Recently, the Tri-County Diabetes Partnership declared the rate of diabetes in Floyd, Johnson and Magoffin counties (map) “a crisis of epidemic proportions.” The rate in 2002-10, the latest available, was 14 percent.
If the federal Centers for Disease Control and Prevention “saw a similar increase in any other illness, they would probably declare a national emergency,” said J.D. Miller, vice president of medical affairs for Appalachian Regional Healthcare, who chaired the meeting.
The group’s statement was an appropriate response to direct public’s attention to the imperative of addressing the area’s skyrocketing rate of the disease, Ralph Davis of The Floyd County Times wrote in an editorial.
Diabetes will remain a crisis unless we do something about it, said Davis, and “if you have been waiting for a crisis before making healthy lifestyle changes, we’ve got one for you. In fact, we have several,” Davis said.

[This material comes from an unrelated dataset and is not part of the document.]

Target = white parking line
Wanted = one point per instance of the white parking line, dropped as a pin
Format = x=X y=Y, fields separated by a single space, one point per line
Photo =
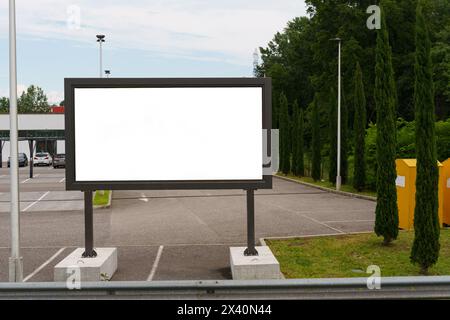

The Central Appalachian region suffers from disproportionate rates of diabetes, cancer and heart disease, and Floyd, Magoffin and Johnson counties have much higher rates of obesity than state and national averages, Davis notes. Floyd County ranks last among the state’s 120 counties in overall health measures, and Johnson and Magoffin counties are ranked 108th and 104th, respectively.
To do something about this problem, Davis calls for concentrated attention by health care providers and government officials, but the problem won’t be solved without action from the community and individuals, he says. Simple, healthy lifestyle changes are needed.
“It’s going to require the conscious decision by everyone in the region to do what they can to improve their diet and exercise habits, and to encourage their friends and family to do the same,” said Davis.
Calls like Davis’s are needed even more in most of the counties that surround the three counties, based on data from the CDC’s Behavioral Risk Surveillance System. The counties in dark blue had rates above 14 percent; the highest was Greenup, at 17 percent.